People should be able to sign over rights to their complete “anonymised” health record upon death just as they can sign over rights to their organs. Waiting for death for such access does temporarily slow down the pace of such research, but ultimately will make the research better. Data sets will be more complete, too. Before signing over such rights, however, a person would have to be fully informed on how their relatives’ privacy may also be affected.

Pay me or make it free for all

As long as this is open-source and free, they can use my records. I have a problem with people using my data to make a profit without compensation.

Privacy above all

As a free society, we value freedoms and privacy, often over greater utilitarian benefits that could come. AI does not get any greater right to infringe on that liberty than anything else does.

Opt-in only

You should be able to opt in and choose a plan that protects your privacy.

Privacy doesn’t exist anyway

If it is decided to extend human lives indefinitely, then by all means, scan all health records. As for privacy, there is no such thing. All databases, once established, will eventually, if not immediately, be accessed or hacked by both the good and bad guys.

The data’s already out there

I think it should be made available. We already sign our rights for information over to large insurance companies. Making health records in the aggregate available for helping AI spot potential ways to improve medical care makes sense to me.

Overarching benefit

Of course they should be made available. Privacy is no serious concern when the benefits are so huge for so many.

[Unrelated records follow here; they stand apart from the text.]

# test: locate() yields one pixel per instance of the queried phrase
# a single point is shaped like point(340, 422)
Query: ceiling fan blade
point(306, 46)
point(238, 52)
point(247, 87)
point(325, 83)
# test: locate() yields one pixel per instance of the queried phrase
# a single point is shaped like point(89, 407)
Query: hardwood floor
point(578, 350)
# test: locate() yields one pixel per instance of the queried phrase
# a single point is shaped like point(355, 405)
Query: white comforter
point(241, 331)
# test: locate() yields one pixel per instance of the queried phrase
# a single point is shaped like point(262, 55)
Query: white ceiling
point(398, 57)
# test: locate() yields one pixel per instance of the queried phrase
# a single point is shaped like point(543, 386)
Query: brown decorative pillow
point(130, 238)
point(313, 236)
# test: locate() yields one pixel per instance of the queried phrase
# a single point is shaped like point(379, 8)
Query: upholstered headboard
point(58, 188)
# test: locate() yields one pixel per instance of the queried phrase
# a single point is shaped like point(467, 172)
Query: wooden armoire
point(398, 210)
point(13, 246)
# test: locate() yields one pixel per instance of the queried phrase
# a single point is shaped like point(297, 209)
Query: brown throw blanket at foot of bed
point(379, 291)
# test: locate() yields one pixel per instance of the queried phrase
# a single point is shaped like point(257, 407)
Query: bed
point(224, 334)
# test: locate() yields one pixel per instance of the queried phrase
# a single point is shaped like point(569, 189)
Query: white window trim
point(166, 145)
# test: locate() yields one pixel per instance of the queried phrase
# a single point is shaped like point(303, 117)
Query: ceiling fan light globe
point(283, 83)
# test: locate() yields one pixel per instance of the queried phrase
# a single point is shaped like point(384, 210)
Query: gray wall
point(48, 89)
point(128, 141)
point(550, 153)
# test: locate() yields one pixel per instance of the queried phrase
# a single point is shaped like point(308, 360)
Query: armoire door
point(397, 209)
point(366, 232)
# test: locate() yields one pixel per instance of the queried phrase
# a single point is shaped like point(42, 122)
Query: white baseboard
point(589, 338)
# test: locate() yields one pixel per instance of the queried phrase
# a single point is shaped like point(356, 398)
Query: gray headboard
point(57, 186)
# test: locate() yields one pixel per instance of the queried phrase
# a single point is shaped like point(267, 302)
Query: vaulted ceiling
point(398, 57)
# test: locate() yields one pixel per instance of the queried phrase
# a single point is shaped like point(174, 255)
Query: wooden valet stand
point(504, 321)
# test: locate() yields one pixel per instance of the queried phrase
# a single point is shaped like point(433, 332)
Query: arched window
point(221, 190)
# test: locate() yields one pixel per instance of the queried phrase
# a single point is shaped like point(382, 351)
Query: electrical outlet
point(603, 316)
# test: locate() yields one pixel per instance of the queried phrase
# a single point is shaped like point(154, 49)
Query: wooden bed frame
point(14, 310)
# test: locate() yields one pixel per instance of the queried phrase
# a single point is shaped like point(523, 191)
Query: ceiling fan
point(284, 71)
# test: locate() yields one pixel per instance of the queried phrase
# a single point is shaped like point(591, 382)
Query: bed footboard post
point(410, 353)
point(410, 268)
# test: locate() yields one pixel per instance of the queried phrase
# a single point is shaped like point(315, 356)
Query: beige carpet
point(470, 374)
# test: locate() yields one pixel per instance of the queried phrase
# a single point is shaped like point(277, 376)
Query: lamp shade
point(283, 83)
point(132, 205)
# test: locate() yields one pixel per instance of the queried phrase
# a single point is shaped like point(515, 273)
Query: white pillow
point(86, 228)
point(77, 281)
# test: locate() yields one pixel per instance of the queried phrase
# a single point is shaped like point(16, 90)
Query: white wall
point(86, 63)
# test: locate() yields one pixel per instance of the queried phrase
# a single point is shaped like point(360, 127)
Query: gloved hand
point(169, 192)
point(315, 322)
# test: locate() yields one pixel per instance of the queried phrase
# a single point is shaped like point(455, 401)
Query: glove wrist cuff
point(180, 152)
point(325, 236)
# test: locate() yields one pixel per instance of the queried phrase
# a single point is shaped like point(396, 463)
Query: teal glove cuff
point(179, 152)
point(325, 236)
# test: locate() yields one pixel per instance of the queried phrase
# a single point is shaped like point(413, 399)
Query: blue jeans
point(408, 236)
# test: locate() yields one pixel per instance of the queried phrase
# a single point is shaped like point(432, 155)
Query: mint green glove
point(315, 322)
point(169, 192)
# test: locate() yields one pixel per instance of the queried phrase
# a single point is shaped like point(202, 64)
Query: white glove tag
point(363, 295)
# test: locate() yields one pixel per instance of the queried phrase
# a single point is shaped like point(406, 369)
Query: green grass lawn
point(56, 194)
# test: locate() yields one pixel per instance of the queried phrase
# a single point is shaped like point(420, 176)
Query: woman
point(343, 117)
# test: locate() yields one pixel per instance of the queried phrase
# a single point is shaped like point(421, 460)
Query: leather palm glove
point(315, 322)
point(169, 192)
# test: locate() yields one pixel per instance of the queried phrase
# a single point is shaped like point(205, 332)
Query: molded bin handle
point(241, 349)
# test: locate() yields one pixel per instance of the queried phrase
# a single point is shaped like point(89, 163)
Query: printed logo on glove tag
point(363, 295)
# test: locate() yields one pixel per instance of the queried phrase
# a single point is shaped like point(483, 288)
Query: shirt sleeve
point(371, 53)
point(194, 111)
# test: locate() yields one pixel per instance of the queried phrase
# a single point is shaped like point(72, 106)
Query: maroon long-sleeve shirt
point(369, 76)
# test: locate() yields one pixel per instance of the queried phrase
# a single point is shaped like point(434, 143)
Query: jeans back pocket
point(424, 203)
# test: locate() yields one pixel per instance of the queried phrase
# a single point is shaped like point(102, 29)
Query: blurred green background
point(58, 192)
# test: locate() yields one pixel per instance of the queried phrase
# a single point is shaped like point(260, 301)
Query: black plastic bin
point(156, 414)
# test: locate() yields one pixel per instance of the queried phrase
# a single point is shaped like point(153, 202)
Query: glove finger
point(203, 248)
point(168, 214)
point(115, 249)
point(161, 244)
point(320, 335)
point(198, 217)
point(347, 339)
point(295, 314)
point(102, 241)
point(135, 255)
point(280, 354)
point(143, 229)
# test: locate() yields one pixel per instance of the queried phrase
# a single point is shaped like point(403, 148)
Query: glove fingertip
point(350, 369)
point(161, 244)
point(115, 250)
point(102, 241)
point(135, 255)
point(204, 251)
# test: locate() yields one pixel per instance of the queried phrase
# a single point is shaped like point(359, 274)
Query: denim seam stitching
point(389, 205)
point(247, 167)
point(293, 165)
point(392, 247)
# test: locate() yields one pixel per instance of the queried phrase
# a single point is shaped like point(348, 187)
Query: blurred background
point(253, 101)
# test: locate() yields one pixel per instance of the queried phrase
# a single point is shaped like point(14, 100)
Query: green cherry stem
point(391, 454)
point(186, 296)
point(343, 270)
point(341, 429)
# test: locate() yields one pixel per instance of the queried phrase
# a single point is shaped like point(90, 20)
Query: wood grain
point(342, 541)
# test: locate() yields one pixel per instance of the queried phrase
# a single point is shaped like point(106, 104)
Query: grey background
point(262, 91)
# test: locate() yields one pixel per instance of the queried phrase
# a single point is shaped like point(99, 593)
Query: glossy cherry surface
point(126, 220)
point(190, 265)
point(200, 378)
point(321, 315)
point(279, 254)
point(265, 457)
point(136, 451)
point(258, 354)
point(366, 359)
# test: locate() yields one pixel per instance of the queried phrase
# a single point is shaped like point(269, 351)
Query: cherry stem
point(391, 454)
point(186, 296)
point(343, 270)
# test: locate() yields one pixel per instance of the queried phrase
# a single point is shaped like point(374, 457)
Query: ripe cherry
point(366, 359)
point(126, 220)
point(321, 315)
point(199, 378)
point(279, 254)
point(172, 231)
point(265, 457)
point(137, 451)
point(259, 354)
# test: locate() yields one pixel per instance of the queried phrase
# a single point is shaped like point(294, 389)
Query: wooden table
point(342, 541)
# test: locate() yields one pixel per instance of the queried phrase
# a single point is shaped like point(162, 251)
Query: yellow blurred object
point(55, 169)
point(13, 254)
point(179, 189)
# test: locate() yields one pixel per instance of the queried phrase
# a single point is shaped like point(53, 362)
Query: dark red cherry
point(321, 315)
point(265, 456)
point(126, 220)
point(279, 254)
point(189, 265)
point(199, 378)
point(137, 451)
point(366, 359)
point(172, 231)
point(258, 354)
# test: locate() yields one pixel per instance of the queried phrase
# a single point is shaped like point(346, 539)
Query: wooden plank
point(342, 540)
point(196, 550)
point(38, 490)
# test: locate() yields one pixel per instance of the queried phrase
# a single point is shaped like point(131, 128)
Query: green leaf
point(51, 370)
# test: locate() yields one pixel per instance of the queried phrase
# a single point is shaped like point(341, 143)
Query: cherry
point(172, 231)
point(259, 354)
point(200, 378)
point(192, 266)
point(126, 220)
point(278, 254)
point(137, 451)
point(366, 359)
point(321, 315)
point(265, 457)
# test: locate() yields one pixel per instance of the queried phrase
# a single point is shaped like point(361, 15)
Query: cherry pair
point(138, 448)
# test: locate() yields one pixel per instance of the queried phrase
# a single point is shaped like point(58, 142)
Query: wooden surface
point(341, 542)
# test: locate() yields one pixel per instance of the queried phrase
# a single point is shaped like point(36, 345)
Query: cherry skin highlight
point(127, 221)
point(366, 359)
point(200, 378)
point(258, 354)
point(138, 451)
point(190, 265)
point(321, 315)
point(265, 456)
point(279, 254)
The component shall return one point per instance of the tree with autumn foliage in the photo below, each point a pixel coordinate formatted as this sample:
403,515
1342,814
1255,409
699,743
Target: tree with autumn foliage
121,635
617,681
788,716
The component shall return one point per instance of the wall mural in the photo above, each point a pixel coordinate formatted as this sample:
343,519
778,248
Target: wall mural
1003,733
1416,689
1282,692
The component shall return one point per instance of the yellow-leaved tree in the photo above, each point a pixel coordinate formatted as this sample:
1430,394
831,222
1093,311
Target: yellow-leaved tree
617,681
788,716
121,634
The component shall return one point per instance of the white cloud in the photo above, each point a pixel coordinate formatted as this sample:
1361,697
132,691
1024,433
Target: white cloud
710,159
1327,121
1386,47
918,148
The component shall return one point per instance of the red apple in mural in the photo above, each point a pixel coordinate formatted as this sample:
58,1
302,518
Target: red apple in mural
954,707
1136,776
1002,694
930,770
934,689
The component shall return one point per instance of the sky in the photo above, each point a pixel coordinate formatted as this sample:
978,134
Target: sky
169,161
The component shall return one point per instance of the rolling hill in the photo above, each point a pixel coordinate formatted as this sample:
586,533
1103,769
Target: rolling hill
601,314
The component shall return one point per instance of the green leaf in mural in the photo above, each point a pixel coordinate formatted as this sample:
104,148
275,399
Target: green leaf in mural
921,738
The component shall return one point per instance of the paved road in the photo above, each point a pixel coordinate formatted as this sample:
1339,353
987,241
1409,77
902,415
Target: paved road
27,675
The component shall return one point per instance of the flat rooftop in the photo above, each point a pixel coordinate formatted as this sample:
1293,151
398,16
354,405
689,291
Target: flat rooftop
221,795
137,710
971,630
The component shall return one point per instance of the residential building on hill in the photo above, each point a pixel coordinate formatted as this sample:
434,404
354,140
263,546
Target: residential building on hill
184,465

Compensation for breakthroughs

We should be given the choice to release our records and compensated if our particular genome creates a pathway to treatment and medications.

Too risky

I like the idea of improving healthcare by accessing health records. However, as great as that potential is, the risks outweigh it. Access to the information would not be controlled. Too many would see personal opportunity in it for personal gain.

Nothing personal

The personal info should never be available to anyone who is not specifically authorised by the patient to have it. Medical information can be used to deny people employment or licenses!

No guarantee, but go ahead

This should be allowed on an anonymous basis, without question. But how to provide that anonymity?

Anonymously isolating the information is probably easy, but that information probably contains enough information to identify you if someone had access to the data and was strongly motivated. So the answer lies in restricting access to the raw data to trusted individuals.

Take my records, please

As a person with multiple medical conditions taking 28 medications a day, I highly endorse the use of my records. It is an area where I have found AI particularly valuable. With no medical educational background, I find it very helpful when AI describes in layman’s terms both my conditions and medications. In one instance, while interpreting a CT scan, AI noted a growth on my kidney that looked suspiciously like cancer and had not been disclosed to me by any of the four doctors examining the chart.